Speakers and contributing artists include Raven Chacon, Clementine Deliss, Carola Grahn, Geir Tore Holm, Anna Hudson, Eva Dagny Johansen, Duane Linklater, Anne May Olly and Gerald McMaster. Curated by Katya García-Antón, with Antonio Cataldo.
A second part of the project will feature a historic conversation, entitled ‘Sámiid Vuorká-Dávvirat / The Sami Collections Revisited’, taking place in Kárášjohka/Karasjok in collaboration with RiddoDuottarMuseat (Sami Museums of Western Finnmark) and Sámi Dáiddaguovddáš (Sami Center for Contemporary Art) on 31 May. Artist Geir Tore Holm will conceive and moderate a discussion with RDM founders Alf Isak Keskitalo and Vigdis Stordahl addressing the creation of an inspirational museum concept designed as a site of Sami empowerment.
Led by OCA and OSLO PILOT, the IKT (The International Association of Curators of Contemporary Art) Congress 2017 will take place in Oslo 19–21 May 2017, followed by a post-congress in Tromsø in collaboration with institutions and contemporary art initiatives in the north of Norway/Sápmi. The Congress includes a Symposium which will take the centenary of the first Sami Congress as its starting point—an event which ultimately led to the signing of the Sami Act. The Symposium will go on to address the significance of decolonisation and Indigenous and ecological discourse on contemporary art and related cultural thought around the world.
The Oslo Symposium is curated by Katya García-Antón (Director/Curator OCA), Eva González-Sancho (Curator OSLO PILOT) and Per Gunnar Eeg-Tverbakk (Curator OSLO PILOT), in collaboration with the IKT Board.
OCA’s 2017 programme will culminate with the exhibition 'Let the River Flow. The Sovereign Will and the Making of a New Worldliness' opening in early 2018. The project will discuss the recent history of Sami artistic activism in and across Sápmi (in Norway, Sweden, Finland and Russia).
'Let the River Flow' takes as its starting point the artistic and activist practices of the radical Máze Sami Artists Group, central to the revolts and unprecedented hunger strikes in protest at the intended damming of the Alta river. The dam built on Norway’s most famous watercourse flooded Sami land of cultural and economic relevance. The exhibition will also present photographic material as well as ephemera from local people’s archive. A younger generation of Sami, as well as other Indigenous and non-indigenous artists and thinkers, will be invited to consider the significance of Alta Action today throughout the world.
About Office for Contemporary Art Norway (OCA)
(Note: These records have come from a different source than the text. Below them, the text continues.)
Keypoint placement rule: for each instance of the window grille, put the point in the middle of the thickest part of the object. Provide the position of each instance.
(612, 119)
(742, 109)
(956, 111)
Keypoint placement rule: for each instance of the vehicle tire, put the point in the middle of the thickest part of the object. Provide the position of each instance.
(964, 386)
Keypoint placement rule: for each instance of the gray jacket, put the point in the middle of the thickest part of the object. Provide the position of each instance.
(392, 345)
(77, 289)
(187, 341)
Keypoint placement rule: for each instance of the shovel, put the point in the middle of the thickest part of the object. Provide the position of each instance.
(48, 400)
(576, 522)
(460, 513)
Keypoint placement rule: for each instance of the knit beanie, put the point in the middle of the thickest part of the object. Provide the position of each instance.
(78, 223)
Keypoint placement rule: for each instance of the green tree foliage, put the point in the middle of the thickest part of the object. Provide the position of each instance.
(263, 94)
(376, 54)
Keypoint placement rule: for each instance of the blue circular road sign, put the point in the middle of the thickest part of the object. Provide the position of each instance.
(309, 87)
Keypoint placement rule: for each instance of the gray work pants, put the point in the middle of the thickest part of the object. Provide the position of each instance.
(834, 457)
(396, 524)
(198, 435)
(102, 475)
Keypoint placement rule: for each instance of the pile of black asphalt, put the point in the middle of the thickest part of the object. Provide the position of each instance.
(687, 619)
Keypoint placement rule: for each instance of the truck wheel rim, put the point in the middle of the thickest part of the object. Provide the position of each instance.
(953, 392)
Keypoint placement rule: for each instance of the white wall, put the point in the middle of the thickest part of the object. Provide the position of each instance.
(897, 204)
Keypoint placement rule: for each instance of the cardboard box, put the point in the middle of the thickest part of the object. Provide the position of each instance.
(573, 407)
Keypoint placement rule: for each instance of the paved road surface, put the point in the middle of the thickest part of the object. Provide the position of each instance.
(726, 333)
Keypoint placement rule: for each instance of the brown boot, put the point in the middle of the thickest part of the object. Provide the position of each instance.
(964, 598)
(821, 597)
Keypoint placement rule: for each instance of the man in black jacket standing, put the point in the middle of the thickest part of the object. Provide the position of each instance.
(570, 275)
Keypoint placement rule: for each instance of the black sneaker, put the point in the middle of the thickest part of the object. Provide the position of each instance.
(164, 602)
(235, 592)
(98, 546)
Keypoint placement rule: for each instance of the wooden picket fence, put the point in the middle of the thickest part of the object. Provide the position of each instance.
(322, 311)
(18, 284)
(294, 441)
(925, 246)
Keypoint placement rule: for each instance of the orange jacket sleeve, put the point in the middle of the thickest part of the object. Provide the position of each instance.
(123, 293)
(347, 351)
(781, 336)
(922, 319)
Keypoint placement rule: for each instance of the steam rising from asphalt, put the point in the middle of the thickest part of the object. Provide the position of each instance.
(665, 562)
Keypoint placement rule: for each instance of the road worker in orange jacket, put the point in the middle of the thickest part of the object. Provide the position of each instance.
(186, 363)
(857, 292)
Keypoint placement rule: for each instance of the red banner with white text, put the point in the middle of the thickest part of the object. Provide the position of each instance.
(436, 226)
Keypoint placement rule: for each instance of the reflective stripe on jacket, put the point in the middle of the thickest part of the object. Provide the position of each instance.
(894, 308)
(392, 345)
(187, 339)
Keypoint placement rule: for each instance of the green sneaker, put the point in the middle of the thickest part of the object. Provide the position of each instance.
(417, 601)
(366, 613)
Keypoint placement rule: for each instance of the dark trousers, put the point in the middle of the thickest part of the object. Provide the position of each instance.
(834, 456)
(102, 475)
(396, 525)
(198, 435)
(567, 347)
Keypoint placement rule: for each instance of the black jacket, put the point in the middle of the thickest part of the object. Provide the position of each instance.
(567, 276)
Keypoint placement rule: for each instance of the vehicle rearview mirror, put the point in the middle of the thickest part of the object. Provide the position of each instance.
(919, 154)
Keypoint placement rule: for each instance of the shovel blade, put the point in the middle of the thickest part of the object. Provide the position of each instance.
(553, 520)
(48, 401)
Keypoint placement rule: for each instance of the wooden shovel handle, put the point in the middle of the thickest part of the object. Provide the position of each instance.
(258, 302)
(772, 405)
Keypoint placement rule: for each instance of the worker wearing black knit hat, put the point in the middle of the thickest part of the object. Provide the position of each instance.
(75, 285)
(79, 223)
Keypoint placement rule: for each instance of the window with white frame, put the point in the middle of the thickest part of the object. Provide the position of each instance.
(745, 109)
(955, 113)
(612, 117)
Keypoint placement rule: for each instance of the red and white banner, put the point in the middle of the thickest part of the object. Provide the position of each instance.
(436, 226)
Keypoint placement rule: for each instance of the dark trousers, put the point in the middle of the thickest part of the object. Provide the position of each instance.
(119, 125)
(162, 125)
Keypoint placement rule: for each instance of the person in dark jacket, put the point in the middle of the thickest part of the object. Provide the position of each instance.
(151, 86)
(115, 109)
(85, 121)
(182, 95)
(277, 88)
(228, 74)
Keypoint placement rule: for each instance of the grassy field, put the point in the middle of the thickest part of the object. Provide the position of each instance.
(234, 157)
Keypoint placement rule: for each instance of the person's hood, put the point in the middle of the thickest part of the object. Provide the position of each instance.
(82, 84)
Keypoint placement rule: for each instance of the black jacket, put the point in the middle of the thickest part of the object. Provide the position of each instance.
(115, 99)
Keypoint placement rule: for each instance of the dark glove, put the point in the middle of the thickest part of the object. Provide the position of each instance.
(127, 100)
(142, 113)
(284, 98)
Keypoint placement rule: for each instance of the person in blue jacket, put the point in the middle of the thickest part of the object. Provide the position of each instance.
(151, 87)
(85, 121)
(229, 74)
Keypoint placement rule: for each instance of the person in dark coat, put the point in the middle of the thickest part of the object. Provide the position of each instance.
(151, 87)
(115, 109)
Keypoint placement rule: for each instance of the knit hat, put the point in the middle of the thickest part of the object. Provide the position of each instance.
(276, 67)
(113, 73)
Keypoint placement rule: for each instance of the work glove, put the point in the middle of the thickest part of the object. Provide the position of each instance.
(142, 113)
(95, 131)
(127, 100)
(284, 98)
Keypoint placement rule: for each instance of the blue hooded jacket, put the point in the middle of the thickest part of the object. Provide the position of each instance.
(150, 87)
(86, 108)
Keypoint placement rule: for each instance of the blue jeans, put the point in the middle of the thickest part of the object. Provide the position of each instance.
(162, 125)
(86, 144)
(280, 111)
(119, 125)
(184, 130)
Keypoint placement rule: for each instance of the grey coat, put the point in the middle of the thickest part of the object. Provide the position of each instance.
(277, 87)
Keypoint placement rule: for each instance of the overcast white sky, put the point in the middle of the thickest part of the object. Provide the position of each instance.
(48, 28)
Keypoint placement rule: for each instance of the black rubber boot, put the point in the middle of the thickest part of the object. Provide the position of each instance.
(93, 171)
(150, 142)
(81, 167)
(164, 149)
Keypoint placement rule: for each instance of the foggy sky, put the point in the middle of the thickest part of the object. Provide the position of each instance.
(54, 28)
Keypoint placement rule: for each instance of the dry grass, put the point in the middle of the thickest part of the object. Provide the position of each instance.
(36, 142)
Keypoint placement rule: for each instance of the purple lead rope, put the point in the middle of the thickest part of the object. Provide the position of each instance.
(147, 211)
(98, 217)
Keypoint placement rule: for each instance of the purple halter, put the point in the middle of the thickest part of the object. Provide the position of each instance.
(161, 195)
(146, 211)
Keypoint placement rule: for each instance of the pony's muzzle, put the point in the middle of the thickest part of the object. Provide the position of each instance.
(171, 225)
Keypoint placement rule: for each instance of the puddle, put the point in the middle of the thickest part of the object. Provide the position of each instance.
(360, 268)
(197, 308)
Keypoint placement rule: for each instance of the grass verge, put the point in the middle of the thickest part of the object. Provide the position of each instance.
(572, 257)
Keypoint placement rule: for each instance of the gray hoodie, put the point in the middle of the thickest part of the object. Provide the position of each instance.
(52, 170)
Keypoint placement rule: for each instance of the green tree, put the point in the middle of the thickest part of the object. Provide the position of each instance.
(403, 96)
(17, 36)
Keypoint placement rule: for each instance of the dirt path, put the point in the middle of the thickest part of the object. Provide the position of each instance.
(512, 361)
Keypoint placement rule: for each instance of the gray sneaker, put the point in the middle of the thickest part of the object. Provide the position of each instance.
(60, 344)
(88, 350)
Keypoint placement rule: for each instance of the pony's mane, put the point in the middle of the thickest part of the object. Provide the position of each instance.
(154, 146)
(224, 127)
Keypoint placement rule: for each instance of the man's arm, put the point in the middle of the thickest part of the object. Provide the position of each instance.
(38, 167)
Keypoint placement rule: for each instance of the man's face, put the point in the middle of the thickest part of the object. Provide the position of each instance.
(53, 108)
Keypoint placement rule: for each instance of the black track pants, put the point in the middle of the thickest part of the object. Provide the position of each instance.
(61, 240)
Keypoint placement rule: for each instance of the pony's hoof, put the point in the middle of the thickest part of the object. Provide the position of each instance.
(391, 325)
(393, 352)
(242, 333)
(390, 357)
The Office for Contemporary Art Norway is a non-profit foundation created by the Norwegian Ministries of Culture and of Foreign Affairs in 2001. Its principle aim is to foster dialogue between art practitioners in Norway and the international arts scene, and support Norwegian artists in their activities around the world. As a result, OCA’s discursive, exhibitional, publishing, residency and visitor programmes focus on bringing the plurality of practices and histories at the forefront of international artistic debates to Norway, insofar as they are concerned with actively participating in such debates nationally and internationally. OCA has been responsible for Norway’s contribution to the visual arts section of the Venice Biennale since 2001.